Nowhere to Go But Up


When Hoyt H. Harper II joined ITT Sheraton as vice president and director, marketing programs and partner marketing, Sheraton was not yet part of the Starwood Hotels & Resorts portfolio. But Harper had already spent 11 years in the travel industry, honing marketing expertise that would eventually help lead parent company Starwood, which purchased Sheraton in 1998, to inspire a number of company–and industry–changes.

In 1993, ITT Sheraton became the first upscale international hotel company to join AT&T’s International Hotel Plan as part of a three-year, $60 million partnership. “Making long-distance calls around the world while traveling on business is a standard procedure these days, and allowing our guests to save money and get special services when they make calls makes good business sense,” reported Harper, now a senior vice president and global brand leader of Sheraton Hotels & Resorts.

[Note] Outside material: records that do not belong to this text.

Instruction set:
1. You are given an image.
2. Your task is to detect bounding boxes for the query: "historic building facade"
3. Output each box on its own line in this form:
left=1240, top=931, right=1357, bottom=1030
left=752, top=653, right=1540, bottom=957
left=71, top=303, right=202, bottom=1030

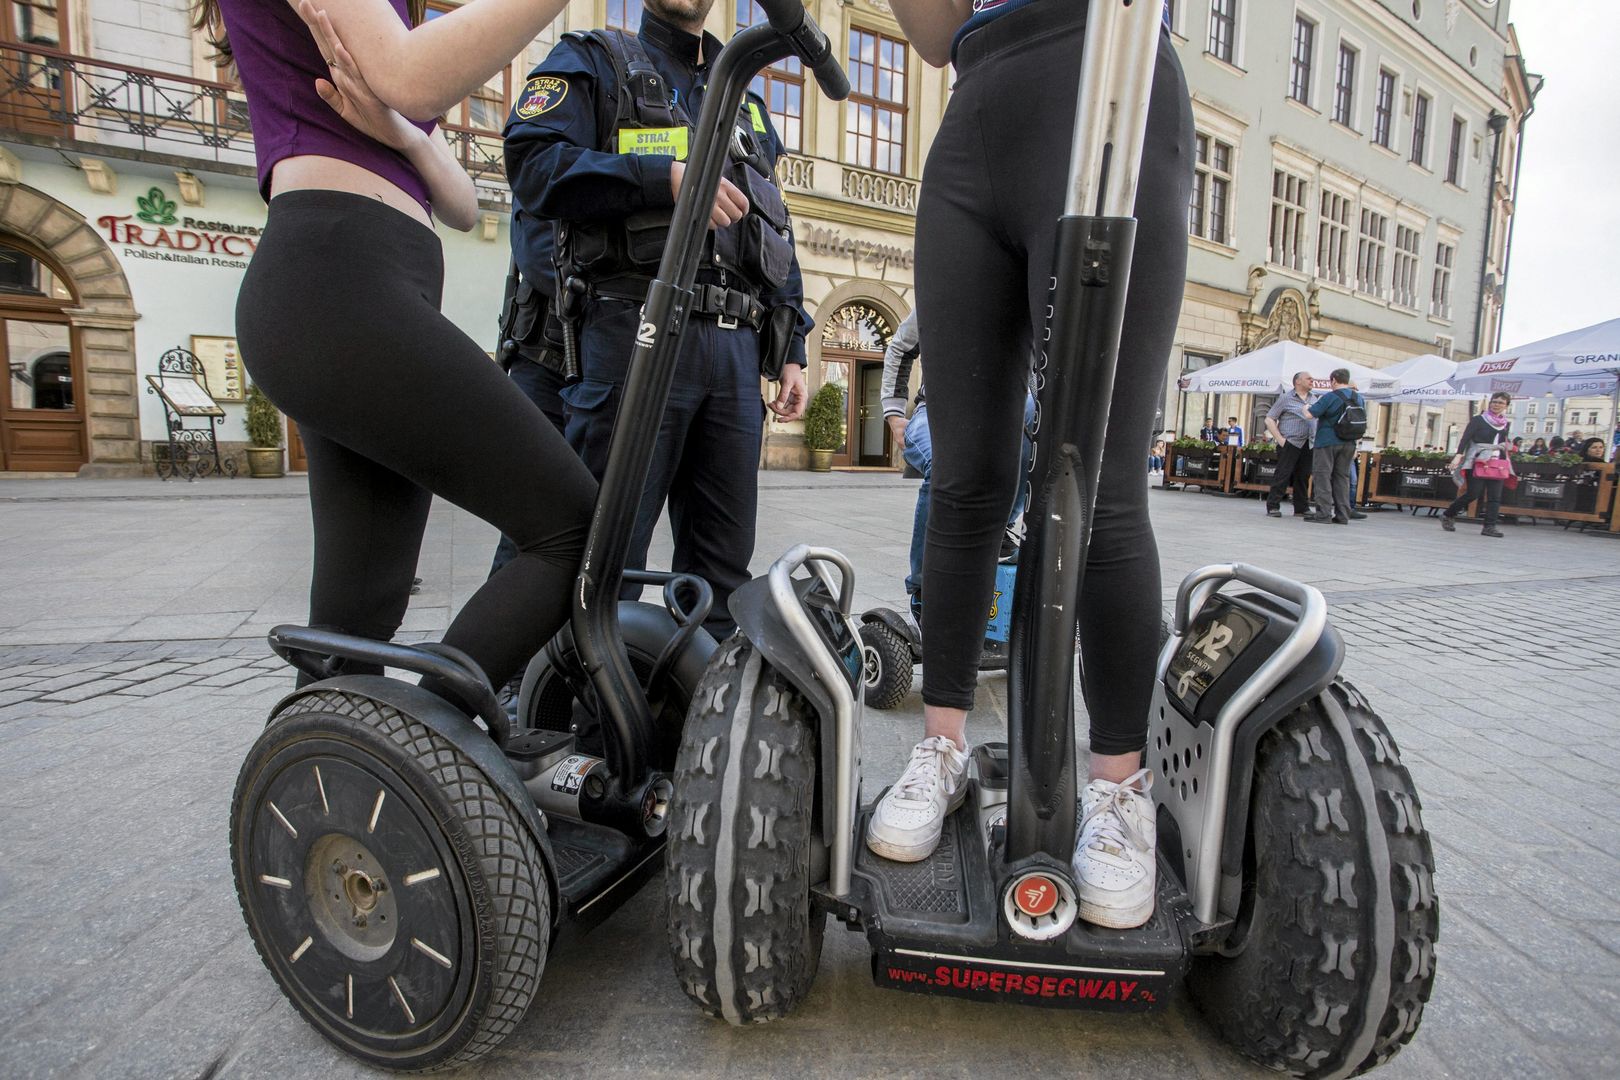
left=0, top=0, right=939, bottom=474
left=1163, top=0, right=1538, bottom=451
left=0, top=0, right=1532, bottom=474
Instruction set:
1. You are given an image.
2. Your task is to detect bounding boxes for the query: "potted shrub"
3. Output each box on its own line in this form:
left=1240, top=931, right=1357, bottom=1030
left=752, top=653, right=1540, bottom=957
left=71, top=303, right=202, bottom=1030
left=1240, top=438, right=1279, bottom=484
left=803, top=381, right=845, bottom=473
left=1170, top=436, right=1220, bottom=478
left=244, top=384, right=286, bottom=478
left=1379, top=446, right=1456, bottom=501
left=1508, top=451, right=1585, bottom=511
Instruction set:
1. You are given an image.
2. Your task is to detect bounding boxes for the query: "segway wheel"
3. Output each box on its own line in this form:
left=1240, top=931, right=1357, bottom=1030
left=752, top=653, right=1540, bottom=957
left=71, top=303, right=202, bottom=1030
left=231, top=689, right=551, bottom=1070
left=667, top=636, right=825, bottom=1023
left=859, top=620, right=914, bottom=711
left=1188, top=680, right=1438, bottom=1079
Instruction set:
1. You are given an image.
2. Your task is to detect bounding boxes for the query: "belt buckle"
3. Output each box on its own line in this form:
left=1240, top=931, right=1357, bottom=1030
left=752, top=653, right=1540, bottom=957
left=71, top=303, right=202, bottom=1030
left=716, top=312, right=739, bottom=330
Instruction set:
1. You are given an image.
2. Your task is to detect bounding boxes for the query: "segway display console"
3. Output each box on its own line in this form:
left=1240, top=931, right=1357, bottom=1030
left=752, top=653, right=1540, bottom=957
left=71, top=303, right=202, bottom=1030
left=667, top=4, right=1436, bottom=1077
left=226, top=6, right=852, bottom=1069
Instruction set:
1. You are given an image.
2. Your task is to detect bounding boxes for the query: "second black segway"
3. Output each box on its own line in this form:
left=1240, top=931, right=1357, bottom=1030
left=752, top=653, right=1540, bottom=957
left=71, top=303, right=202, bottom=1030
left=667, top=4, right=1437, bottom=1077
left=226, top=8, right=851, bottom=1069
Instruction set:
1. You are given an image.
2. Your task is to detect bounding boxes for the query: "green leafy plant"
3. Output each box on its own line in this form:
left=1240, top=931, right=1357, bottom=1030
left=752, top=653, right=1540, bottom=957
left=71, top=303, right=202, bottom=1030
left=1242, top=438, right=1278, bottom=455
left=1511, top=451, right=1583, bottom=466
left=1171, top=436, right=1219, bottom=453
left=245, top=384, right=284, bottom=448
left=1380, top=447, right=1450, bottom=463
left=136, top=186, right=178, bottom=226
left=803, top=381, right=845, bottom=452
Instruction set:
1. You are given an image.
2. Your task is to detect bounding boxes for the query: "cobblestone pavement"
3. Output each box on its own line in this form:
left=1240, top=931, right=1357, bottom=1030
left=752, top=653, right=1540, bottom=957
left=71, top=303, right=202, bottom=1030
left=2, top=474, right=1618, bottom=1079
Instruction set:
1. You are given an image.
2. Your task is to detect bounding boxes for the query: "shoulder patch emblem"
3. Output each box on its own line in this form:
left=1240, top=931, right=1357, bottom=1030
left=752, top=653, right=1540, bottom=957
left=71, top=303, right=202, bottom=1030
left=516, top=76, right=569, bottom=119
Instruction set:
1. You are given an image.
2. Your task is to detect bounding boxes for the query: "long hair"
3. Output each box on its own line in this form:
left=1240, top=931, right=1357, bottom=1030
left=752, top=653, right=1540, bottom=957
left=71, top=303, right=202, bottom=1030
left=194, top=0, right=426, bottom=63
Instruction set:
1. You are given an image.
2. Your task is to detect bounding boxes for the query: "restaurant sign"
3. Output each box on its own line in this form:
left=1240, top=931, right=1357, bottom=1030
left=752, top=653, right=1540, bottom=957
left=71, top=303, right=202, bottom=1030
left=98, top=187, right=263, bottom=269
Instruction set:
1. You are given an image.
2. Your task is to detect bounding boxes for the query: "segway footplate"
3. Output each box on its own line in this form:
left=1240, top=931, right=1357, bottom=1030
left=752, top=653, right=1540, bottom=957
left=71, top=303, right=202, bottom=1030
left=844, top=797, right=1194, bottom=1012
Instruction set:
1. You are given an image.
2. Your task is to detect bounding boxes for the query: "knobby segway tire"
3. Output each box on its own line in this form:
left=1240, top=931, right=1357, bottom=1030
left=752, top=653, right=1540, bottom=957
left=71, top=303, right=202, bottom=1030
left=859, top=621, right=914, bottom=711
left=1188, top=680, right=1438, bottom=1079
left=231, top=690, right=551, bottom=1071
left=667, top=636, right=826, bottom=1023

By 2000, Harper had helped the company reposition hotel customer loyalty programs. “An airline mile was an airline mile, so you knew how many miles it would take to get a free airline ticket, but the hotel programs had their own different rules and people found them too complicated,” Harper explains. “When we launched our “Preferred Guest,” we changed all that. Our program had a currency people understood and we eliminated all blackout dates and capacity restrictions. All of a sudden we had this big win on our hands and in its first year it was voted the best in the industry.”